Retour sur la première édition du Festival africain des arts martiaux (FADAM) !

par / Aucun commentaire / 23 avril 2018

Pour sa première édition, le FADAM qui a été organisé au Cameroun du 2 au 8 avril 2018, réunissait les plus grands passionnés d’art martiaux ainsi que les plus grands spécialistes. Globalement, cet événement fut une réussite même si certaines déceptions ont quelque peu entravées son organisation. Retour sur l’un des événements de l’année pour le Cameroun ainsi que pour le continent africain.

Le programme

Initié et organisé  par Dominique Martin Saatenang,  le « Bruce Lee africain » (champion du monde de Kung-Fu, premier Africain membre du Temple de Shaolin, ambassadeur officiel du Temple de Shaolin à travers le monde); le FADAM a célébré les arts martiaux sous ses formes les plus artistiques et athlétiques, et a permis au public camerounais venu d’Afrique entière d’apprécier les multiples facettes de ces arts ancestraux.

Au-delà de l’aspect martial, cette manifestation était axée sur cinq grands pôles :

  • l’aspect culturel : le Cameroun et les autres pays participants ont valorisé leur potentiel culturel avec des stands et des défilés.
  • l’aspect sportif : avec la participation de 500 artistes offrant une démonstration des différents styles d’arts martiaux de chaque pays.
  • l’aspect économique : via un forum des investisseurs qui a accueilli des acteurs économiques chinois et européens de premier rang et des sessions « B to B ».
  • l’aspect éducatif : des conférences ont été données pour les jeunes par des experts mondiaux.
  • l’aspect social : une partie des fonds récoltés durant le festival servira à la construction d’un hôpital dans la région Nord du Cameroun victime du terrorisme, et à l’ouverture d’une académie des arts martiaux au Cameroun.

La réussite de l’événement pouvait avoir un réel impact sur le pays mais également sur le continent.

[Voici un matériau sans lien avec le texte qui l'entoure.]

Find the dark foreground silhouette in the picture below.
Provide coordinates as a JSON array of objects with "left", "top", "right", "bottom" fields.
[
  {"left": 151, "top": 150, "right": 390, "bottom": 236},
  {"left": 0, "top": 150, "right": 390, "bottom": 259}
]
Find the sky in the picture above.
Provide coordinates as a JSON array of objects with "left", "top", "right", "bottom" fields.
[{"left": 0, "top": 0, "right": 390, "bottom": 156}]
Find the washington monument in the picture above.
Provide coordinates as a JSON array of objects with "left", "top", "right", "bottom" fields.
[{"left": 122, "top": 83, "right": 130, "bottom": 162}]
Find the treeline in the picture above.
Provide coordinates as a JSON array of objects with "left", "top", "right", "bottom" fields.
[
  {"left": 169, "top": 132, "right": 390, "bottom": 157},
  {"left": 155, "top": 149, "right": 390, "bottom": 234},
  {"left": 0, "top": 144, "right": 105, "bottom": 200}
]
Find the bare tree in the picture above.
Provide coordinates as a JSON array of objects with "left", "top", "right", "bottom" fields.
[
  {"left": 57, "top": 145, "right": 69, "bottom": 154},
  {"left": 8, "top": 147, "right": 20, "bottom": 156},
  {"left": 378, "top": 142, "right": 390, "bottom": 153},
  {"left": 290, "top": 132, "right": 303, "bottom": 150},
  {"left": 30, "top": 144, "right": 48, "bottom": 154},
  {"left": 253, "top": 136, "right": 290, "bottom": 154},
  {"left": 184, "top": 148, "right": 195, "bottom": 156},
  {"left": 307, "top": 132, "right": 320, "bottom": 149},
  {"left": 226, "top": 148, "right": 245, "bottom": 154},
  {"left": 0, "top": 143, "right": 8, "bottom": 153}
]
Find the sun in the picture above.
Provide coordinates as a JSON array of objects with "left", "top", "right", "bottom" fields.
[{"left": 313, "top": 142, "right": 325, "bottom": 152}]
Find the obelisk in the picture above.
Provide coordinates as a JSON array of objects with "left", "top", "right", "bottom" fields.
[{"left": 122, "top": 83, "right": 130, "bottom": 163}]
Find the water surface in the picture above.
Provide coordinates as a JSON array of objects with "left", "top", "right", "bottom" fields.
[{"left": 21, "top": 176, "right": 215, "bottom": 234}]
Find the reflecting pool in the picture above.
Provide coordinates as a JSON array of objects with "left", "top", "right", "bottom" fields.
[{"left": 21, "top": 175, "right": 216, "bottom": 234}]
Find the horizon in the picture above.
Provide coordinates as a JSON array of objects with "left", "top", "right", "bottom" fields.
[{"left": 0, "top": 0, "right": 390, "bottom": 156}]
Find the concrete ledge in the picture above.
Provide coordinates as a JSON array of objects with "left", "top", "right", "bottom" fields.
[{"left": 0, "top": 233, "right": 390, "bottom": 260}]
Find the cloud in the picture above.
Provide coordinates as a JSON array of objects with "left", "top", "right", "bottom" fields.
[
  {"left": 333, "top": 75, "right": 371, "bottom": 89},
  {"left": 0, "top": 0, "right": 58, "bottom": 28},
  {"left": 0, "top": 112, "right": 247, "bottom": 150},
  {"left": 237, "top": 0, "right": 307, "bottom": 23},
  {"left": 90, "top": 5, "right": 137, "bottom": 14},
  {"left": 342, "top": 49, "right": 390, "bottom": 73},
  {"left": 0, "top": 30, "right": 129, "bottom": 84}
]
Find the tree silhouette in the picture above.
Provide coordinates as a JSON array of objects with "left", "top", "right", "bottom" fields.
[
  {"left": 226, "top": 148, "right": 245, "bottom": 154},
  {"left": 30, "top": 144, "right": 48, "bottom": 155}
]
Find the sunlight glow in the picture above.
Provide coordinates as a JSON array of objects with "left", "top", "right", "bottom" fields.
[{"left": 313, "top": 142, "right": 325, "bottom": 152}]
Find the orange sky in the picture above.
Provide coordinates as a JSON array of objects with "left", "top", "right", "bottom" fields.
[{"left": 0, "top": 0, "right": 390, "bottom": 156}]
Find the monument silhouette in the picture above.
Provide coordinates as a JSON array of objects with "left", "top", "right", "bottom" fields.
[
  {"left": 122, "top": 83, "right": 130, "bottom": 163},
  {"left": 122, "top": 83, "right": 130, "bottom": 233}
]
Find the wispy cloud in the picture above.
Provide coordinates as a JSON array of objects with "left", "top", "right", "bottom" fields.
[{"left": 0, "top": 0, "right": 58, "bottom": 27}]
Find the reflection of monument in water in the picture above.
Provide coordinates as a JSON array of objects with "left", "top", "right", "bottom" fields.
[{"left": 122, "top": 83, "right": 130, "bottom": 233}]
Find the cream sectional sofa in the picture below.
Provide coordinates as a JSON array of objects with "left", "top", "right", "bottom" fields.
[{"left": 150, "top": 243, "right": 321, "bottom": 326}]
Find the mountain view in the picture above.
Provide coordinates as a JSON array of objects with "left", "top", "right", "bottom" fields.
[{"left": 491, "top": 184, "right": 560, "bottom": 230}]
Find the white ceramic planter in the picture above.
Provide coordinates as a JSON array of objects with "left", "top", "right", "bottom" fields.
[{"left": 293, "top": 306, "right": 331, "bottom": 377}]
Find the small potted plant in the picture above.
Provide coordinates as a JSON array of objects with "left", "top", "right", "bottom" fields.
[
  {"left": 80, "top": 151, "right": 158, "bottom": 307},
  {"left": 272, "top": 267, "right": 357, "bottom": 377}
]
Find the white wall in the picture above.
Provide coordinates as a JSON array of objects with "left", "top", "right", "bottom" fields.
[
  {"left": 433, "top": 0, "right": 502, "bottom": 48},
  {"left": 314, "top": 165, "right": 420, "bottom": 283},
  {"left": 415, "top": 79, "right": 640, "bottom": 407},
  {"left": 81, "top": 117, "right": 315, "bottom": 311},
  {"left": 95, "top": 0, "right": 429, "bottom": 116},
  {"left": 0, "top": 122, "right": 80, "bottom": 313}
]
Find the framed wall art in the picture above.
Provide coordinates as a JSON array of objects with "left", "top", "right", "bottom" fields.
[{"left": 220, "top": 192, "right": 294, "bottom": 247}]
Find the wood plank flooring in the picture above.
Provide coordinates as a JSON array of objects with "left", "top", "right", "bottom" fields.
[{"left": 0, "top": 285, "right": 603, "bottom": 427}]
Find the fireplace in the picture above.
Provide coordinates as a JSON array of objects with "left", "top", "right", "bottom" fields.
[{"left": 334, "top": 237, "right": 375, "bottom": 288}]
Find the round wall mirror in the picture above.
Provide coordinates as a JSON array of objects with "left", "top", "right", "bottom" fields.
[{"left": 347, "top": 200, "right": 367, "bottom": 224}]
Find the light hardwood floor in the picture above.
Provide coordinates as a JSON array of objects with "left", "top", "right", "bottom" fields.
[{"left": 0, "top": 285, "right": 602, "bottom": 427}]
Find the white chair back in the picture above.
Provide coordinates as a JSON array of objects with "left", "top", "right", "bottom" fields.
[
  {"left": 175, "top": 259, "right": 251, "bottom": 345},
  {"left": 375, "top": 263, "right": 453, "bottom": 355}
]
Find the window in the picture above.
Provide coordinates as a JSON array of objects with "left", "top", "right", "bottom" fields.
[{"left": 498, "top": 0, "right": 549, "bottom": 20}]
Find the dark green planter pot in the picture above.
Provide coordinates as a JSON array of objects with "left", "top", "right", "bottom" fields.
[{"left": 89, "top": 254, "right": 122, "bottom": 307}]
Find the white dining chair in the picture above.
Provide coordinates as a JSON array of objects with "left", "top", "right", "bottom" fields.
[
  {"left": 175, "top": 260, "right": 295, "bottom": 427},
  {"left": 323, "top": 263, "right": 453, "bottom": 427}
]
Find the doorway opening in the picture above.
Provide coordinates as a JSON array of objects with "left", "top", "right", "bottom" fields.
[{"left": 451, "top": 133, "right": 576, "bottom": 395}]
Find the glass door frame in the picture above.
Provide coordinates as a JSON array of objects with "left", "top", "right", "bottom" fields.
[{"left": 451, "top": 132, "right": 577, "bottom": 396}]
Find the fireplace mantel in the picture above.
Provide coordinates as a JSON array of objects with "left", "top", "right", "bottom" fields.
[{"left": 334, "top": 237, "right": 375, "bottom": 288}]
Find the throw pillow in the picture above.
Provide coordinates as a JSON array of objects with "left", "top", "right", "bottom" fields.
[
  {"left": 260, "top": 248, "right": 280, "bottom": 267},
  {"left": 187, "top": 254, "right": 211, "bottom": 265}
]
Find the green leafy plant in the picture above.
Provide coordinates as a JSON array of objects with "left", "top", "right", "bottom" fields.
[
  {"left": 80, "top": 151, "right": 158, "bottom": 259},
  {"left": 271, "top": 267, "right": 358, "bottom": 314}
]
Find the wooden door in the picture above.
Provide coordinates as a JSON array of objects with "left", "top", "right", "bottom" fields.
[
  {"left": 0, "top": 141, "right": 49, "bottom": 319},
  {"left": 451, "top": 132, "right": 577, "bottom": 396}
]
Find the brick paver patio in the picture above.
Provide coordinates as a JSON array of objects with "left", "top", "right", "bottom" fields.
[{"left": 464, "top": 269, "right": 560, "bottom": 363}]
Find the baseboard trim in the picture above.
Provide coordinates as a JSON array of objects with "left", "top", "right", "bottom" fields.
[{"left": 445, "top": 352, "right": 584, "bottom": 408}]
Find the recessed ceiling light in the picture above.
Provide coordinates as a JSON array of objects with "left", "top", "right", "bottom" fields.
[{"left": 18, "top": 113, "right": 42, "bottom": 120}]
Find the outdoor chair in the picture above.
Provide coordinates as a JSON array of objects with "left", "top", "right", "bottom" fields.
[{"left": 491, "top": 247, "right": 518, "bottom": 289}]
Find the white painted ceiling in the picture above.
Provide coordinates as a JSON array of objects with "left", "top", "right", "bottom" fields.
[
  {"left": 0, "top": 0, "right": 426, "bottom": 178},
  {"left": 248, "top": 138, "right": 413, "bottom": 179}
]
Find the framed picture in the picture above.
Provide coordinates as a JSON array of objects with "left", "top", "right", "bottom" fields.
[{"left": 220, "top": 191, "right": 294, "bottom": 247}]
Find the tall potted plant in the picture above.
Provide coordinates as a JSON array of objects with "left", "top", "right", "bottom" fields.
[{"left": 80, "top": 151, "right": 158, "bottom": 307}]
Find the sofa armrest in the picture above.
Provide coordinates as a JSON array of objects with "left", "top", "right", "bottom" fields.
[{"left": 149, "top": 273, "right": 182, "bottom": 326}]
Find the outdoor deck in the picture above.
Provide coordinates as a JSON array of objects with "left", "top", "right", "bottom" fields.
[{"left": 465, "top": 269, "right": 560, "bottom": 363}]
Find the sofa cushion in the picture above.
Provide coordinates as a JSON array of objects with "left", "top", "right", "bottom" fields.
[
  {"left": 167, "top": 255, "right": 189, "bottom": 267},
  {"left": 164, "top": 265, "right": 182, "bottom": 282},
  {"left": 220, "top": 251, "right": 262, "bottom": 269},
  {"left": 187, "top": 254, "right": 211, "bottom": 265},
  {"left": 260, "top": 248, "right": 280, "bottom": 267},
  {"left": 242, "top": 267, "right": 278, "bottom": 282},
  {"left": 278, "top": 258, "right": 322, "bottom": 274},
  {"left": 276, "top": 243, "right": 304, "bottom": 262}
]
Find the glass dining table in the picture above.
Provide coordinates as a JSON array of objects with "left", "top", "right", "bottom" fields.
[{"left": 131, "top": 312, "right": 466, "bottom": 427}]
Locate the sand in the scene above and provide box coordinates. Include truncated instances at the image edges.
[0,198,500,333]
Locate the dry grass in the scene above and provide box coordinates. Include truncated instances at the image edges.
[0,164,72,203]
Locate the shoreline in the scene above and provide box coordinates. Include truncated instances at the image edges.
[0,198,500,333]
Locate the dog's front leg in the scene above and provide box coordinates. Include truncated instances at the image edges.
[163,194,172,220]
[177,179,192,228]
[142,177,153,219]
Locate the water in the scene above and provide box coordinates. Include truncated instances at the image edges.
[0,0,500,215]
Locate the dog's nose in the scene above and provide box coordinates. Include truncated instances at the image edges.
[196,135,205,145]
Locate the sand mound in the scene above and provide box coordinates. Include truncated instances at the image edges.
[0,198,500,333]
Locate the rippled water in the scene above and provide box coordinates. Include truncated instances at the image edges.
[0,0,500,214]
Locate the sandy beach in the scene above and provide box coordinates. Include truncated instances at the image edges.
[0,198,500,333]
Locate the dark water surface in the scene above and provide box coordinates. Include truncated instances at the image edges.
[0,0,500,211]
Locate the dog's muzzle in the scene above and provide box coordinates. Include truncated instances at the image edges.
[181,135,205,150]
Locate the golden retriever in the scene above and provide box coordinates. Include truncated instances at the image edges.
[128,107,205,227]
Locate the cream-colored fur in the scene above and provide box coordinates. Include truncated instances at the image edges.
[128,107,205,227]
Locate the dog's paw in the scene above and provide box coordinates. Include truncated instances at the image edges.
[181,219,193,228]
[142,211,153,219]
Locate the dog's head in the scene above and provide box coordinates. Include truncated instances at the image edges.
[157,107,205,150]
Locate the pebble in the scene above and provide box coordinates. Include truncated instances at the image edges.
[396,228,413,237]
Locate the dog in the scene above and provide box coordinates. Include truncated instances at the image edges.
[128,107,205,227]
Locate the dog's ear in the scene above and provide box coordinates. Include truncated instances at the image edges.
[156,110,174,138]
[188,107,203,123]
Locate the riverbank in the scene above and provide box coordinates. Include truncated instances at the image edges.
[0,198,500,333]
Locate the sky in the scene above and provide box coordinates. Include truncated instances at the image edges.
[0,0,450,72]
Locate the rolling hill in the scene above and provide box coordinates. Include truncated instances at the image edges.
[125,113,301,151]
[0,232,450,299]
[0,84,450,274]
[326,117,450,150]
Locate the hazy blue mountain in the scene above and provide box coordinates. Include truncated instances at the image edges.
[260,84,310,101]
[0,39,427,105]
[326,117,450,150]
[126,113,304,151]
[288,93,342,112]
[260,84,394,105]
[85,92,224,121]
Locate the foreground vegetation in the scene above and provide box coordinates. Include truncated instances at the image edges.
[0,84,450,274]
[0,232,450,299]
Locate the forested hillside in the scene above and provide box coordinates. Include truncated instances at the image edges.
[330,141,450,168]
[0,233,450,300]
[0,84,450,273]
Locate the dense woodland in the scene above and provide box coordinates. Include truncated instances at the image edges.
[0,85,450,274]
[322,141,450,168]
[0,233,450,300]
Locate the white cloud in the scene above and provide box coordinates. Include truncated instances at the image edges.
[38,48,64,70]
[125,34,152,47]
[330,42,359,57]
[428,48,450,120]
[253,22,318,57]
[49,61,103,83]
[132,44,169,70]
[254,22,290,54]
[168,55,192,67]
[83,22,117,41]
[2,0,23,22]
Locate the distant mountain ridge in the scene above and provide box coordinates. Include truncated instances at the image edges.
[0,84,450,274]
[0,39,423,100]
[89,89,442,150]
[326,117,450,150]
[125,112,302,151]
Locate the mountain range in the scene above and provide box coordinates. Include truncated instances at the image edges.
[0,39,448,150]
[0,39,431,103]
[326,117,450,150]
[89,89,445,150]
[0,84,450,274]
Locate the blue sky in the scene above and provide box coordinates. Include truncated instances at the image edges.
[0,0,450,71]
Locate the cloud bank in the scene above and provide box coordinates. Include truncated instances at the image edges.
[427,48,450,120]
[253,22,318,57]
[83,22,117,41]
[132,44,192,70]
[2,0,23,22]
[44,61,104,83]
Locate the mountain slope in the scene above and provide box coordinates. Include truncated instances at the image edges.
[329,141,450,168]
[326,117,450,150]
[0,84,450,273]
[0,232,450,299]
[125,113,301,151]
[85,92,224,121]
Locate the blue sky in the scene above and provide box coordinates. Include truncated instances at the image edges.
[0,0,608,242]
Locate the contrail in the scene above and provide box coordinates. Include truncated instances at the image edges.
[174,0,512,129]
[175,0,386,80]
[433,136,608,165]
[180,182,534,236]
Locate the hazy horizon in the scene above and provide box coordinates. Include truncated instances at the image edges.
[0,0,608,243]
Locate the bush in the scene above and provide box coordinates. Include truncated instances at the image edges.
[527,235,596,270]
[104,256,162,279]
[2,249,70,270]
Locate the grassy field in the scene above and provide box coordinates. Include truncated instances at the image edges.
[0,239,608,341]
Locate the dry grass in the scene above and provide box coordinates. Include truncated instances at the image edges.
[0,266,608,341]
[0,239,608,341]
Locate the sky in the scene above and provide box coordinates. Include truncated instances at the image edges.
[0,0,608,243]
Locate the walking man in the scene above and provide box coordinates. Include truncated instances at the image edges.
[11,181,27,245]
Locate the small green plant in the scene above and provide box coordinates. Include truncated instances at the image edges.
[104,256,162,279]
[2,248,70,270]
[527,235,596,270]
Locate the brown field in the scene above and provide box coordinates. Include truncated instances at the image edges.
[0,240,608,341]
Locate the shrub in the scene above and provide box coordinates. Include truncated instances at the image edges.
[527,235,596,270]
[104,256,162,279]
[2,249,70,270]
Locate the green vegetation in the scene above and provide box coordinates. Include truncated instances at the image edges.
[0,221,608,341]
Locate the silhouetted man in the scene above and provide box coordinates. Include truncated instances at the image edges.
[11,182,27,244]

Les deux grosses déceptions du FADAM

Ils étaient attendus comme les deux stars de cet événement il s’agit des légendes du cinéma Jackie Chan et Gérard Depardieu. Cela avait suscité un grand engouement autour du FADAM, mais finalement les deux stars n’ont pas fait le déplacement au Cameroun pour le festival. « L’aigle noir » (surnom de Dominique Saatenang) a tenu à justifier ces absences, notamment celle de la légende des arts martiaux : « il était enthousiasmé par le projet et nous a soutenu. Mais l’homme propose et Dieu dispose. Il peut arriver qu’à la dernière minute, des personnalités sollicitées jettent l’éponge. Et c’est pourquoi Jackie Chan a pris la peine de répondre par un message vidéo pendant l’événement pour s’excuser de son absence ». Une absence qui aura eu son impact quand on connait la notoriété mondial de Jackie Chan.

Malgré ces changements de dernières minutes, le FADAM  a proposé des choses prometteuses pour amener d’abord le Cameroun et sur le moyen long terme l’Afrique à s’inspirer de ces arts pour créer un autre art fédérateur que le football insiste Dominique Saatenang.« L’Afrique doit se tourner vers un autre sport fédérateur que le football ».

Pour une première représentation sur le sol africain, le FADAM a tenu ses promesses, grâce à la promotion de différents styles d’arts martiaux a travers le monde. De nombreux spécialistes étaient présents pour apprécier le travail fourni par Dominique Saatenang pour l’événement.